Rana Talwar, executive vice president and head of Citibank's consumer operations in Asia, tells the story of introducing direct mail in a market like India where postal workers were accustomed to delivering personal letters at a leisurely pace.

"We sent out these direct-mail pieces and were waiting for a response and nothing was coming back," Talwar says. "We went to the post office and found our bags of mail just sitting there. We had to teach them how to handle this kind of mail. Once we got it right, the responses just poured in."

The numbers certainly indicate that more Asians want plastic than ever. At yearend 1994, card companies reported another double-digit rise in the number of cards issued and an incredible 50% average increase in total transactions. (It was up four times that level in China, alone.)

"The myth of the Asian credit-hater is being exploded here," said Jim Cassin, president of MasterCard International's Asia/Pacific region. "There is so much economic growth going on here that is providing a fresh flow of new prospects to banks all the time."

To be sure, some officials worry that readily available credit will create an irresponsible, free-spending society that will canabalize high savings rates. Singapore has taken a hardline. Last year, the government banned advertising of promotions and mandated minimum incomes for cardholders.

"Our government is worried about the erosion of thrift," says a Singaporean banker, who is angry over the moves but declines to speak publicly. "Officially, the bank supports the moves as good for all of Singapore."

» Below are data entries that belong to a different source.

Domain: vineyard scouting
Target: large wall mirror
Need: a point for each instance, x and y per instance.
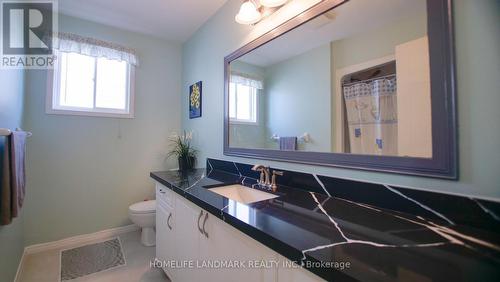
(365, 84)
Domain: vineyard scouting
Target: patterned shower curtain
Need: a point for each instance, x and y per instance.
(372, 117)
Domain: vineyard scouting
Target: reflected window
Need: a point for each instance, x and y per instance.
(242, 103)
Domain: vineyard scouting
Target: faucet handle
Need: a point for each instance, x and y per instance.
(274, 186)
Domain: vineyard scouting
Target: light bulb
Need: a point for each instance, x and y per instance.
(248, 14)
(272, 3)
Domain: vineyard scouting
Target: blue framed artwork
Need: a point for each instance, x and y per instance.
(195, 91)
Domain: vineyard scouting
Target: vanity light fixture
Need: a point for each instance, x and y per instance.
(272, 3)
(248, 13)
(252, 11)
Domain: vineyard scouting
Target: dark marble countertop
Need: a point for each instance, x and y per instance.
(345, 240)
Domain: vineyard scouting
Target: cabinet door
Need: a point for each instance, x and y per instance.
(165, 237)
(225, 243)
(187, 238)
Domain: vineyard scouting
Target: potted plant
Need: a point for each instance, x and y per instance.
(182, 149)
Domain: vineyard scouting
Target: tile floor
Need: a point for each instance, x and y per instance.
(45, 266)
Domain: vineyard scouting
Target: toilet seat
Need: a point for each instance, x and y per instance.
(143, 207)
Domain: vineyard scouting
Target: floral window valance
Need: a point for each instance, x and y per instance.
(68, 42)
(248, 80)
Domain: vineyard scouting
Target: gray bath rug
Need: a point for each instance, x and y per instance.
(91, 259)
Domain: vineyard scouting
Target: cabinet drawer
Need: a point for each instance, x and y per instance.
(164, 195)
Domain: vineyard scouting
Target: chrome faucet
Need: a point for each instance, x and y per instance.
(265, 179)
(264, 174)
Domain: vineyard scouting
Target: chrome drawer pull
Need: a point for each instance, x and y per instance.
(168, 221)
(199, 217)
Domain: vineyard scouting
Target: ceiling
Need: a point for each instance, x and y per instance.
(175, 20)
(352, 18)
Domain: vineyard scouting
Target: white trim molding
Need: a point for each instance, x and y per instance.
(80, 239)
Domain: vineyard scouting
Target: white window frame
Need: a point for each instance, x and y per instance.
(53, 91)
(256, 112)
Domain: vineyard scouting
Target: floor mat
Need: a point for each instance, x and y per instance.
(91, 259)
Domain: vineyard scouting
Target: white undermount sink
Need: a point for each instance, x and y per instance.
(242, 194)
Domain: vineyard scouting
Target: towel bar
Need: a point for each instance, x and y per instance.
(303, 138)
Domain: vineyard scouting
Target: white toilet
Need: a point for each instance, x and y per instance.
(143, 214)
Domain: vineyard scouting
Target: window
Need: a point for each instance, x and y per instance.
(242, 103)
(88, 85)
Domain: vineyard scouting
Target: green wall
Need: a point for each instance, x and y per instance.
(298, 100)
(84, 172)
(11, 110)
(477, 41)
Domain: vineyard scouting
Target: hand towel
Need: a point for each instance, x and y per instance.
(5, 190)
(13, 177)
(18, 170)
(288, 143)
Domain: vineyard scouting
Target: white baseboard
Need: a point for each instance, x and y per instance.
(80, 239)
(20, 267)
(72, 242)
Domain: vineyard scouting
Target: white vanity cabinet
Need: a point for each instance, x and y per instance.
(192, 237)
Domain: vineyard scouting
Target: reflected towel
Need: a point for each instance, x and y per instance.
(288, 143)
(13, 187)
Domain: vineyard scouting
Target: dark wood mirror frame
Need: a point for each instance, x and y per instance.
(443, 164)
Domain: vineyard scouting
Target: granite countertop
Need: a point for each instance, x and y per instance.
(327, 234)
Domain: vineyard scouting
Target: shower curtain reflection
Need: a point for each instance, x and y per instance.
(371, 108)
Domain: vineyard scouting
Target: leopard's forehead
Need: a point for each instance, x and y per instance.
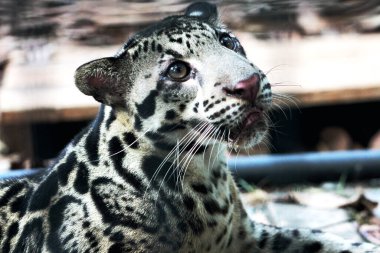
(172, 30)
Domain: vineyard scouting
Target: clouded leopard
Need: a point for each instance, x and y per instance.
(149, 174)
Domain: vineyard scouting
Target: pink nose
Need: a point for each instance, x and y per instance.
(246, 89)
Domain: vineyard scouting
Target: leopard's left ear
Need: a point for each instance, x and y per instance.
(204, 11)
(104, 80)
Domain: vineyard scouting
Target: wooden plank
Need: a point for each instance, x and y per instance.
(314, 71)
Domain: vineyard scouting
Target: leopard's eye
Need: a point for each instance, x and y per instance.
(178, 71)
(227, 41)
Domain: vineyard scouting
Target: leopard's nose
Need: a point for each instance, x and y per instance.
(245, 89)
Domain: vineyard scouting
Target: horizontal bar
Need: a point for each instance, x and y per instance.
(294, 168)
(314, 167)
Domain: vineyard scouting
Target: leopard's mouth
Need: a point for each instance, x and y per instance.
(252, 128)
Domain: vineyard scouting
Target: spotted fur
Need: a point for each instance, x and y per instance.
(149, 174)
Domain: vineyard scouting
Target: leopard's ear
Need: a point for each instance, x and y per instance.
(103, 79)
(204, 11)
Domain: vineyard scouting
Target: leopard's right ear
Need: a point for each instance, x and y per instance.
(104, 80)
(204, 11)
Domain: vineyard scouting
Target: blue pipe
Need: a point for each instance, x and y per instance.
(312, 167)
(294, 168)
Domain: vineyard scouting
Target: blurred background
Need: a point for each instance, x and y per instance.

But few are worried about growth in the region peaking soon. By Asian standards, Singapore and Hong Kong are mature markets. But most countries are seriously underdeveloped with lots of potential as economies emerge and the middle class grows.

A favorite topic at cocktail parties in this region is to estimate the potential size of markets like China. On sheer numbers alone, most markets are scarcely penetrated. Observers like to point out that with 1.2 billion people, the bankable consumer market could be 200 million - nearly the size of the U.S. population. By comparison, a scant 6.5 million cards are estimated to be circulating there today.

"Card issuers view the market like Procter & Gamble sees selling toothpaste," said Raymond Chan, who overseas China for Visa International. "If every family buys just one tube of toothpaste, you will be busy for the next 10 years."

Beyond new markets is the continued push toward co-branding and niche opportunities. In Taiwan, China Trust offers a Visa card marketed to members of a Buddhist association that promises to contribute a percent of all purchases to certain charities.

Other efforts are broader. The Development Bank of Singapore offers the popular MasterCard co-branded with Esso, a chip card popular at the country's leading gas station. Given consumers' taste for perks and paybacks, the market is only certain to grow for affinity cards designed to reward them.